The Greek word topos meant literally a place, and ancient rhetoric used the word to refer to commonplaces, conventional units, or methods of thought. For the Ancients, particularly for Aristotle, topoi were rubrics with a logical or rhetorical value from which the premisses of argument derive. In the Renaissance, topics became headings that could be used to organize any field of knowledge.
It is noteworthy that Kant had recourse to these terms when he described his "transcendental topic" as the decision as to the place which belongs to every concept, as a "doctrine which distinguishes the cognitive faculty to which in each case the concepts properly belong." For Kant, the good logical use of concepts depends on our ability to relate representations of things correctly to one or another of our faculties. (sensuousness or understanding)
Among the ancient methods of thought were memory systems. In the Topics, Aristotle makes explicit reference to "persons with a trained memory" in whom "a memory of things themselves is immediately caused by the mere mention of their places (topoi)." (Yates, p.31) See Frances Yates, The Art of Memory, which was also called "topical memory."
Freud's concept of topography refers to mental localities, but not to an anatomical localization of functions. The different systems of the psychical apparatus: unconscious, preconscious, and conscious are topographically differentiated, with distinct characteristics or functions and a specific position vis-a-vis the others, so that they can be treated, metaphorically speaking, as points in a psychical space. Each system has paths specific to it as well as its own function, type of process, cathectic energy and specific ideational contents. Between each of these systems Freud places censorships which inhibit and control transposition from one to the other.
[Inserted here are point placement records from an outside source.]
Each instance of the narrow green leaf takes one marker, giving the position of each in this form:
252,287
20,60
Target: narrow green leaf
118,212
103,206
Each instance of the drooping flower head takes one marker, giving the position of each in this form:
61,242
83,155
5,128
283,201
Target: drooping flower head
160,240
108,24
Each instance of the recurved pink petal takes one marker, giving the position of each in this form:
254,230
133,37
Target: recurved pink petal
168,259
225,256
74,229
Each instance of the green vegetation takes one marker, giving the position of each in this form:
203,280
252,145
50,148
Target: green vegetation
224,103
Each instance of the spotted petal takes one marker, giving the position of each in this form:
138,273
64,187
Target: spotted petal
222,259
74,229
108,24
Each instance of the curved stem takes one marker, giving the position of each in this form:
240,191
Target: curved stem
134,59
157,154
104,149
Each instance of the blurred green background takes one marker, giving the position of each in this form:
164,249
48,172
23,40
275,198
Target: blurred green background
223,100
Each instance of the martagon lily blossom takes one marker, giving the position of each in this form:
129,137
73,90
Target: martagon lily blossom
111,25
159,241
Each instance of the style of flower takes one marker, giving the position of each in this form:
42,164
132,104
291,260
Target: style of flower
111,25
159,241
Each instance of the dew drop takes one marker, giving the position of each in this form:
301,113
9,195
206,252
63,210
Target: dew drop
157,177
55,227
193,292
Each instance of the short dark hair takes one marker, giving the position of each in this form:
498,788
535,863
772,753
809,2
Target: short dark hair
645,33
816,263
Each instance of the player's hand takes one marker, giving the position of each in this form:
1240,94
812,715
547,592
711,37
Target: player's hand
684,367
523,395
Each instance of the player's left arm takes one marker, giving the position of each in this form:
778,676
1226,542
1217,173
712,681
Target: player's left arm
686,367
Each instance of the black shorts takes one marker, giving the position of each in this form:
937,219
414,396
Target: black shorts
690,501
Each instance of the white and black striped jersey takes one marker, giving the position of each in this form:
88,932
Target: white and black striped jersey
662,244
The term "censorship", like other images of Freud's ('anterooms', 'frontiers' between systems), points up the spatial aspect of the theory of the psychical apparatus. (see "Topography" in Laplanche and Pontalis.)
For David Bolter, in Writing Space, the English word topic is appropriate for the computer because its etymology suggests the spatial character of electronic writing; topics exist in a writing space that is not only a visual surface but also a data structure in the computer. Outline processors allow for the identifying and arranging of topics that is itself an act of writing. Bolter calls writing in Hypertext topograhic. "It is not the writing of a place, but rather a writing with places, spatially realized topics." p. 25.